Arriving with wife Anna in June, Andy has come on board as the new head swimming coach, and is already seeing strong results, with the swim squad growing in a few short months from 20 to 60 kids.
“My aim is to have up to 200 swimmers utilising the pool,” says Andy, who is focused on seeing the competitive side of the club grow.
“There is a lot of talent around Papamoa and I want to see kids have the opportunity to get into swimming and racing.”
Andy was based in Whanganui prior to coming here and has been a competitive swimming coach for about 17-18 years.
“I started down in Canterbury where I worked at the QE2 club with young swimmers there.”
Sophie Pascoe was one he dealt with a lot in his early days.
“I’ve gone through a relative amount of success over the years, trying to continually produce national age group champions. There’s been a few swimmers who have broken national age group records and been in age group national teams. Here in Papamoa, it’s an opportunity for me to go to the grass roots, so to speak, and my aim is to build the club up to be competitive with other clubs in the Bay of Plenty and around the country.”
Anna’s family live in Tauranga and the couple had been looking at opportunities to get to the Bay of Plenty for a while.
“We’ve been talking with the Papamoa club for about a year now with how that would fit and how it would work, and it just turned out that the timing was right.”
The summer season for the club, which kicked off in October, has swimmers at the pool most days.
“We’re flat out. Operating hours for the club are after school between 3.30 -6.30pm and we also have mornings on a Monday, Wednesday, Friday and Saturday where kids swim from 6-7.30am.”
Chrystal Barnard runs the Learn to Swim programme while Andy looks after all the squads. There’s five distinct sections – Beginner Lengths, Junior Club, Junior Squad, Senior Squad and Adult Fitness Squad.
“The luxury in my opinion is that we have total access to the pool,” says Andy. “We are so grateful for the relationship with the Papamoa Primary School. They’ve been awesome letting us use their pool.
“To have something that’s right in the middle of Papamoa for locals to be able to use without having to fight the traffic down to the Mount or into town is a really good thing.”
New club president Sarah Metcalfe is delighted at the new growth phase of the club, and sees swimming becoming a strong sport in the region.
“I’m really passionate about promoting the club to capture those kids who don’t know where they can take their swimming to next,” says Sarah. “They can come to our club nights, local competitions, or just strengthen their swimming and fitness even if they’re not interested in it as a competitive sport.
“We’re in a real growth phase. We have so many locals who complete Learn to Swim programmes but many don’t progress to squad training and become competent swimmers. It’s such a great base for so many other sports, as well as giving swimmers the confidence to be able to enjoy our local beach environment.”

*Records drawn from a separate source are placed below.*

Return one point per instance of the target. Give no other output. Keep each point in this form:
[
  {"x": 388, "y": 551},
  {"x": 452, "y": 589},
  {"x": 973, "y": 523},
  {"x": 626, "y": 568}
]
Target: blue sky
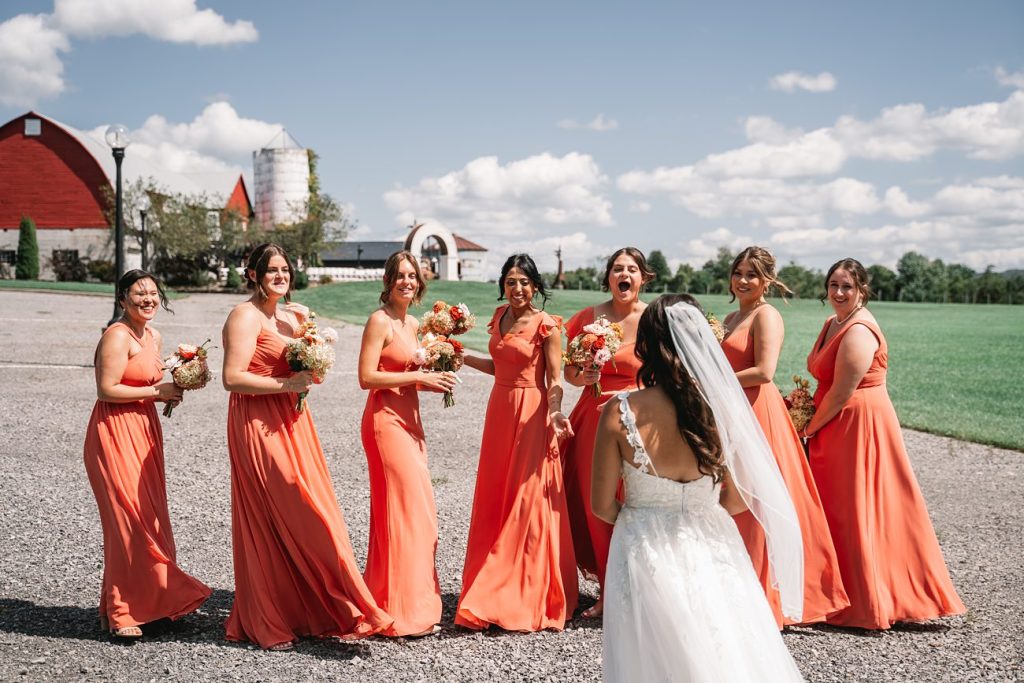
[{"x": 819, "y": 130}]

“We’re in a real growth phase and we have kids who have done Learn to Swim, but they’re not good swimmers until they’ve done at least a year of squad training. And it’s such a great base for so many other sports, as well as giving them confidence to be able to survive on the beach.”

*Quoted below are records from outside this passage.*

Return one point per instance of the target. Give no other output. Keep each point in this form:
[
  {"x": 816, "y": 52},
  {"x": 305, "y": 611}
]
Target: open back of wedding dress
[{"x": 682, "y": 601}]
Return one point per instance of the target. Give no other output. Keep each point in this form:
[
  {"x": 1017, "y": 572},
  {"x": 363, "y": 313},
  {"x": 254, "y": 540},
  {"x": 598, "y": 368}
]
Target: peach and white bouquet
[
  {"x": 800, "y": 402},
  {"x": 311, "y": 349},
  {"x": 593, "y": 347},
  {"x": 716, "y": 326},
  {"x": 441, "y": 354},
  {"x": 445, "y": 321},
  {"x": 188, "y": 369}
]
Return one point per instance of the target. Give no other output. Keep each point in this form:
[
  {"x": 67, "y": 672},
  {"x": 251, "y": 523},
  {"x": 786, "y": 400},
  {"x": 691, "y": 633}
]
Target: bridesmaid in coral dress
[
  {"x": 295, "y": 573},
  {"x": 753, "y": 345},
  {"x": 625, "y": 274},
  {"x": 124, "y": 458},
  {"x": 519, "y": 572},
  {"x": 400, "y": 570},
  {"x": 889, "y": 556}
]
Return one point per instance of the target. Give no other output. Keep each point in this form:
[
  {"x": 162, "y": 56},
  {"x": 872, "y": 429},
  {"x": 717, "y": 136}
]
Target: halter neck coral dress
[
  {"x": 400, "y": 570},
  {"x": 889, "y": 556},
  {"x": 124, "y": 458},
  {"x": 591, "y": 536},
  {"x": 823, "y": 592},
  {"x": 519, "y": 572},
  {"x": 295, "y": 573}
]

Prior to Andy starting as the head swimming coach, the club saw their good swimmers come through training, outgrow the club and move on to other clubs.
“Part of my aim is to retain those swimmers and make sure they’ve got what they need at Papamoa to keep going right through to the higher level,” says Andy.
The club also runs a community pool for Papamoa.
“Our agreement with the Papamoa Primary School is that we provide affordable leisure swimming to the community on weekends and school holidays,” says Sarah.
Undergirding this has been support coming from Business Mentors NZ through the local Chamber of Commerce.
“We’ve given the club support through the last couple of years to put good structures in place,” says business coach Wayne Shadbolt.
Instilling fresh vision to the passionate committee of parents and volunteers who run the club means Andy can focus on coaching competitive swimmers.
“I’m hoping to keep attracting swimmers or people who want to get in amongst swimming to come and see what we do,” says Andy. “We’re trying to cater for everyone, from competitive swimmers to people that just want to keep fit or get into an exercise programme, right down to the novices that don’t swim at all.”